Pondrán cámaras de seguridad en centros de votación del GBA.

Lo dispuso el Gobierno, después de que la Justicia advirtió que no se hará responsable del escrutinio provisorio. También habrá, por primera vez, delegados judiciales en las escuelas. "La idea del fraude es una irresponsabilidad", dijo Randazzo.
El Gobierno reforzó las medidas para tratar de evitar maniobras de fraude en las elecciones de mañana sobre todo en el Gran Buenos Aires donde se estima que habrá una pelea voto a voto entre Néstor Kirchner y Francisco De Narváez.

Por ejemplo, por primera vez, colocará cien cámaras de un circuito cerrado de TV en los lugares de votación más conflictos, como determinados barrios del GBA, para chequear si hay incidentes y el flujo de votantes.

Algunas de estas medidas se conocieron luego de que el jueves la Cámara Nacional Electoral saliera a aclarar que el escrutinio provisorio es responsabilidad del Gobierno.

En sintonía con esas medidas, el ministro del Interior, Florencio Randazzo, destacó ayer que "la idea de fraude es una irresponsabilidad", y señaló que los opositores que hablan de un hipotético fraude, como Elisa Carrió, pretenden "deslegitimar a los que son elegidos por la voluntad popular".

"Hemos hecho todo lo que teníamos que hacer. Seamos respetuosos de la voluntad popular el próximo 28, si ganamos o perdemos", reclamó el funcionario que es el responsable del escrutinio provisorio del domino y de auxiliar a la Justicia.

En declaraciones a Radio Mitre, Randazzo explicó que para supervisar la elección de mañana "va a haber 170 mil autoridades (de mesa) en todo el país elegidas por la Justicia electoral".

De todos modos, para la Justicia el único recuento de votos legalmente válido será el definitivo que realizarán los jueces electorales el miércoles.

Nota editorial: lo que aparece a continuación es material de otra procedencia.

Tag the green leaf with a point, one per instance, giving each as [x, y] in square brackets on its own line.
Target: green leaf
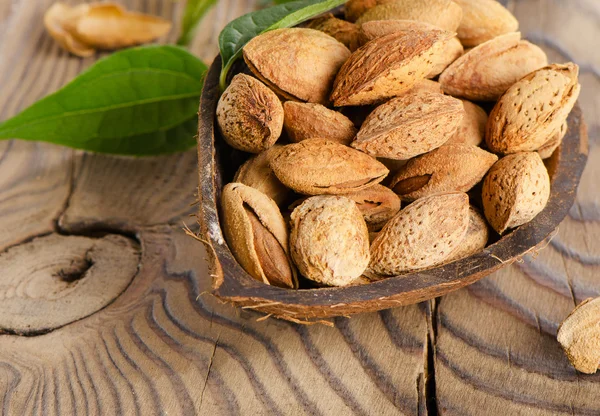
[192, 15]
[140, 101]
[240, 31]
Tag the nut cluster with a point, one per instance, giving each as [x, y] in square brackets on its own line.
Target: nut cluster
[383, 108]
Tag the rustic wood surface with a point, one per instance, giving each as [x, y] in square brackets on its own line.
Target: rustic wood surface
[162, 346]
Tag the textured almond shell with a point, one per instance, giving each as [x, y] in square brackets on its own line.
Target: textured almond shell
[386, 67]
[410, 125]
[485, 72]
[579, 336]
[422, 235]
[472, 129]
[484, 20]
[257, 173]
[238, 229]
[299, 64]
[515, 190]
[533, 109]
[249, 115]
[444, 14]
[317, 167]
[378, 205]
[329, 240]
[313, 121]
[452, 168]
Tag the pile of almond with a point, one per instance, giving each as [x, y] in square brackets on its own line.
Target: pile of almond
[349, 119]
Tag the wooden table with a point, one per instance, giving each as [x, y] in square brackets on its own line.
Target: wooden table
[112, 295]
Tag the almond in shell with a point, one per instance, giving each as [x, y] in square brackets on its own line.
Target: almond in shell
[485, 72]
[422, 235]
[450, 168]
[257, 235]
[387, 67]
[312, 60]
[318, 167]
[249, 115]
[515, 191]
[410, 125]
[313, 121]
[329, 240]
[533, 109]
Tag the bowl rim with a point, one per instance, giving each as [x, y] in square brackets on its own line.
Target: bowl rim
[232, 283]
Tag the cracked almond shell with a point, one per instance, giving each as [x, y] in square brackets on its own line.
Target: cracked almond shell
[297, 63]
[485, 72]
[515, 190]
[249, 115]
[256, 173]
[533, 109]
[410, 125]
[422, 235]
[579, 336]
[484, 20]
[329, 240]
[257, 235]
[444, 14]
[449, 168]
[313, 121]
[318, 167]
[387, 67]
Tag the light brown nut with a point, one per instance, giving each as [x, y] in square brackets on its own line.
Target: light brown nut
[318, 167]
[515, 190]
[422, 235]
[475, 240]
[450, 168]
[533, 109]
[378, 205]
[257, 235]
[555, 141]
[313, 121]
[410, 125]
[448, 51]
[257, 174]
[442, 13]
[312, 59]
[346, 32]
[472, 129]
[249, 115]
[485, 72]
[329, 240]
[386, 67]
[579, 336]
[484, 20]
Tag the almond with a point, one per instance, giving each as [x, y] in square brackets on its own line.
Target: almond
[329, 240]
[448, 51]
[515, 190]
[378, 205]
[313, 121]
[257, 173]
[317, 167]
[533, 109]
[485, 72]
[484, 20]
[312, 60]
[422, 235]
[386, 67]
[444, 14]
[450, 168]
[249, 115]
[472, 129]
[346, 32]
[410, 125]
[257, 235]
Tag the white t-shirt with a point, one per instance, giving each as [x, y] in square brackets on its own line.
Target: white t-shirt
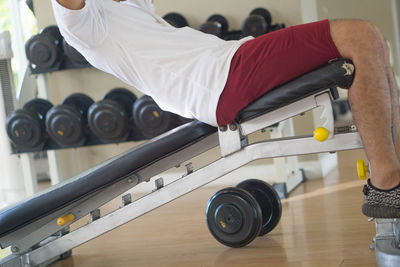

Por lo pronto, el director nacional Electoral Alejandro Tullio entregó ayer a esa Cámara un aplicativo del software que usará al empresa española Indra para el escrutinio provisorio y que está a disposición de los fiscales informáticos de los partidos.

Tullio explicó a Clarín que podrán supervisar mañana la carga de los telegramas que envíen las autoridades de mesa en los centros de cómputos, como el nuevo montado en Barracas. Y recordó que Indra tiene prestigio internacional.

Fiscales de la oposición pidieron, además, los códigos de seguridad del software cerrado pero la empresa no los da por una cuestión de secreto industrial.

Sin embargo, la Cámara Nacional Electoral -integrada por Rodolfo Munné, Alberto Dalla Vía y Santiago Corcuera- recordaron el jueves que habían propuesto disponer un orden de carga de datos y un protocolo de actividad para que los fiscales de la oposición pudieran controlar. Es que el Gobierno podría dar a conocer primero los resultados de mesas de barrios pobres del GBA donde Kirchner tiene mayor intención de voto y después de San Isidro para crear una sensación de victoria. Otra de las preocupaciones de la Justicia es que si, por ejemplo, no se cargan telegramas por problemas de ilegibilidad y llegan a un número parecido a la poca diferencia entre Kirchner y De Narváez.

Fuentes judiciales pronosticaron a Clarín que por la cantidad de boletas colectoras o "mellizas" presentada, sobre todo, por la oposición, "seguramente se retrasará el llenado de planillas una hora".Para los retrasados se imprimió un ticket que se le darán si a las 18 estén dentro de las escuelas. Los que lleguen más tarde no votarán.

Pero la verdadera batalla será el miércoles en el escrutinio final. Como exhortó la Cámara Nacional Electoral, la mejor forma de control es "asentar las denuncias en las planillas para que después se judicialice el problema". Otra de las medidas preventivas fue ampliar los renglones de las planillas para registrar los votos. En otras elecciones, se superponían nombres y a algunas personas no se les permitía votar porque en su renglón figuraba que ya había votado.

Además, en la Capital y la provincia, los jueces María Servini de Cubría y Manuel Blanco, respectivamente, mandaron 500 delegados judiciales -todos funcionarios de tribunales- y a las directoras de las escuelas donde se vota para que reciban cualquier denuncia

Por el robo de boletas, una de las trampas más usadas en las elecciones del 2007, se ordenó fajar todos los muebles de las escuelas donde se pudieran esconder boletas y prohibir la entrada al cuarto oscuro con bolsos, excepto en la Capital. Y se imprimió un afiche que dice que la sustracción o ocultamiento de boletas es un delito penal.

Un detalle. Las urnas solo podrán moverse cuando lo pida un discapacitado pero un soldado deberá quedarse en la mesa.

De todos modos, la mayor garantía es que los partidos de la oposición, sobre todo en el GBA, tengan fiscales en todas las mesas.